Parece que le llego una carta del colegio diciendo que la niña era DIRECCION001 y Dolores dijo que no dijeran nada de esto, porque no era verdad. La niña apenas hablaba cuando ocurrió esto. ' Así las cosas, este Tribunal tiene mas que serias dudas sobre si los hechos denunciados ocurrieron o no, no solo por el contenido y la forma de relatar el episodio objeto de la denuncia, sino por la ausencia de dato objetivo alguno que corrobore su versión, a la vista de los informes psicológicos que nada aclaran y la ausencia de testigos o de cualquier otro dato periférico que haya permitido desvanecer aquellas dudas, razones todas ellas que llevan a esta Sala a pronunciarse a favor de la absolución del acusado.

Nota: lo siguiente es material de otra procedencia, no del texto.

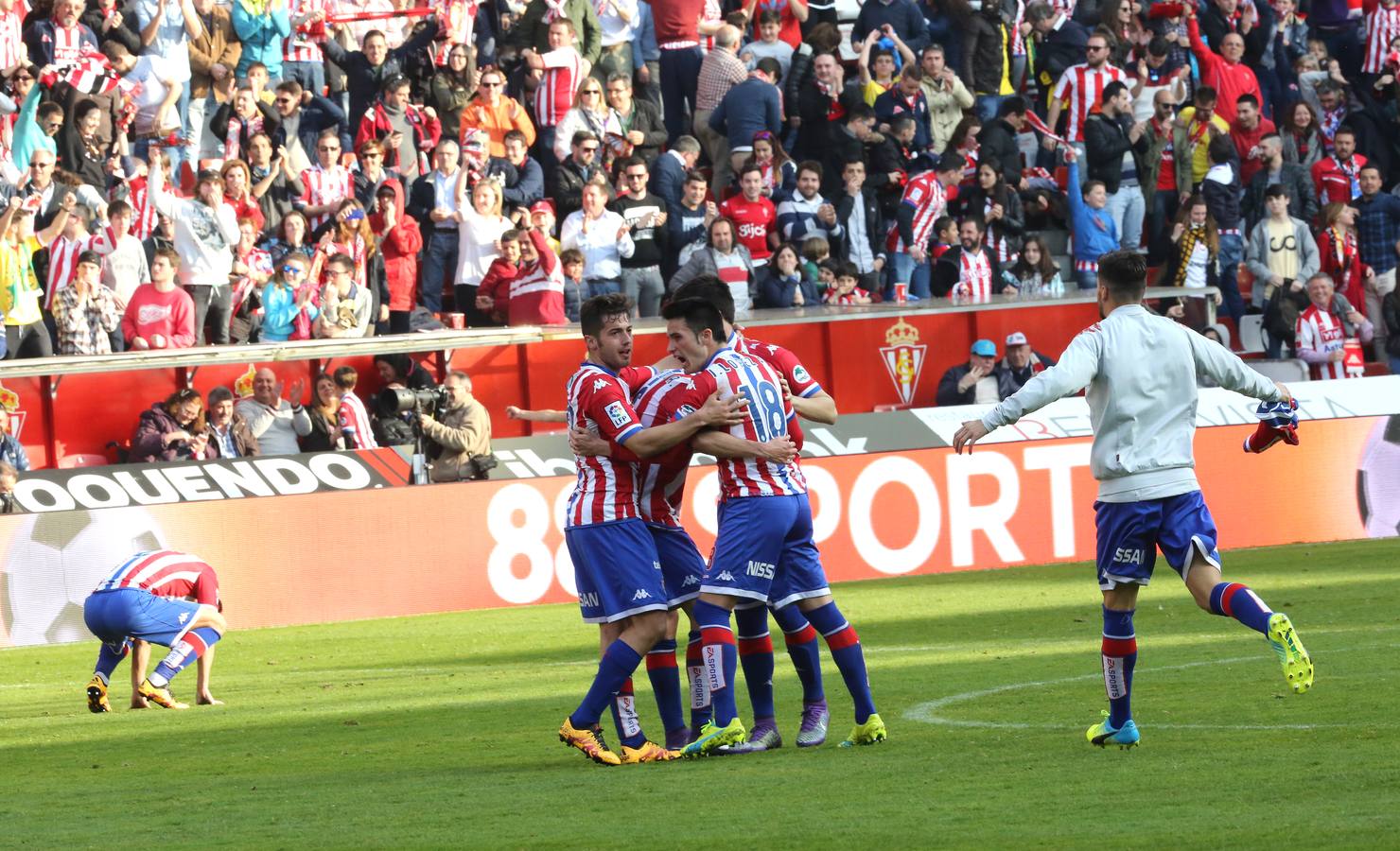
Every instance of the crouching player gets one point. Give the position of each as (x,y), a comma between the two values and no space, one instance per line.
(764,542)
(145,599)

CUARTO.- Ante la absolución del acusado las costas procesales son declaradas de oficio.
VISTOS además de los citados, los artículos de aplicación general del Código Penal y de la Ley Procesal Penal.
Fallo
Que debemos ABSOLVER Y ABSOLVEMOS al acusado Eladio del delito de abuso sexual sobre menor de 16 años en la persona de su hija, Eulalia , del que venía acusado, con declaración de oficio de las costas del juicio.Notifíquese la presente al Ministerio Fiscal y partes personadas con instrucción de los recursos que contra la misma cabe interponer.
SE DEJAN AUTOMATICAMENTE SIN EFECTO LAS MEDIDAS CAUTELARES acordadas por auto de 30/10/17, sin esperar a la firmeza de la presente sentencia,y en consecuencia, se acuerda que se continúe con el régimen de visitas fijado en sentencia dictada por el Juzgado de Primera Instancia numero 6 de Almería, de fecha 19/02/16, por la que se homologó el convenio regulador de fecha 24 de noviembre de 2015.
Así por esta nuestra sentencia, de la que se unirá certificación al rollo de Sala, definitivamente juzgando, lo pronunciamos, mandamos y firmamos.